He was a big man, Cholly, but that didn’t discourage the gadflies and solicitors. Take for instance Daktari Brown, doing a twelve-year jolt for (as he claimed) smoking in the boys’ room, who suggested that the new man might want to avail himself of his services. Wearing a kufi from beneath which his dreadlocks hung like stogies, Daktari ran a tattoo parlor out of his house, where he was as handy at etching the swastikas of the Aryan Nation as the pachuco crosses of the Raza Unidas and Bloods. Cholly curtly declined his offer, but Daktari, whose ambition was to leave his mark on all and sundry, was persistent, and one afternoon during gate time he prevailed on some power-lifters from the yard to jump Cholly Sidepocket and drag him into his cell. The following knock-down-drag-out raised an alarm that brought the screws running in their extraction gear with truncheons raised.
Coming to in a windowless box stinking of disinfectant, bare but for its stainless steel toilet and sink, the thin pallet and the light fixture that was never dimmed, Cholly wondered if this was what he’d wanted all along. Here he could maybe think straight, his aching head notwithstanding, and review the chain of events that had brought him to this sorry pass. But the truth was that the Special Housing Unit, for all its isolation, wasn’t much quieter than the main line; you could still hear the jabbering of the monkeys with their catcalls and threats, their complaints that the
CIA
maintained a base of operations in their brain. Cholly didn’t know if it was them or him that needed turning off. In the absence of his ostrichlike faculty, he was forced to listen to the noise that rattled the pipes the cons used as their “phone.” From the hole it was hard to even recall the peace of mind he’d come to take for granted in the employ of the old Jew preacher man. Even now Cholly couldn’t have said what it was about his attachment to that old rounder, with his string of bitches and dingbat disciples, that triggered the memories he seemed to have borrowed from someone else, some warrior he might have been had he not been himself. Had he not been brought up in foster homes where he proved himself unmanageable, and “industrial schools” from which he’d emerged with an arsenal of perfidious skills. Still it wasn’t long, as he squired ‘round the rabbi and watched his back, before Cholly had begun to think he might in fact be someone else, and that someone, he believed, did not belong in stir.

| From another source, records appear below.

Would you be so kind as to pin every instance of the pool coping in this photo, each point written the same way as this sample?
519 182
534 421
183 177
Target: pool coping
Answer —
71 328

The voices he heard: Were they living men or only the ghosts of past deseg confinements, the jobbers whose names and gang devices were smeared in faded blood over the walls?
“Yo, Argo, holler atcha boy are you there.”
“Franklin, dawg, that yo ebony ass?”
“Honey, if the
SHU
fit.”
“Good one, dawg! Wha’s crackin? Gimme the dily yo.”
The only lulls in these disembodied dialogues came when the voices dummied up for a passing CO, or when a trustee delivered the sawdust loaves of affliction in their Styrofoam clamshells. But as soon as the coast was clear and their rations choked down—“Holla back”—the chatter would begin all over again. It continued in the chain-link exercise runs that the solitaries were released into for one hour out of every twenty-four.
“Y’all heard the back fence bout them niggahs up on Cee Block? “That the gorilla wing? Nothing but red eyes and booty bandits up there.”
“Tha’s what I’m sayin’. Tier Three, Block Cee, brothahs up there livin’ ghetto fabulous.”
“Dude, you in the O-zone? You done miss me with all that.”
“Got a griot up there; suckah’s tore-up-from-the-floor-up ugly, be teachin’ em to catch theyself a ride without rock or reefer…”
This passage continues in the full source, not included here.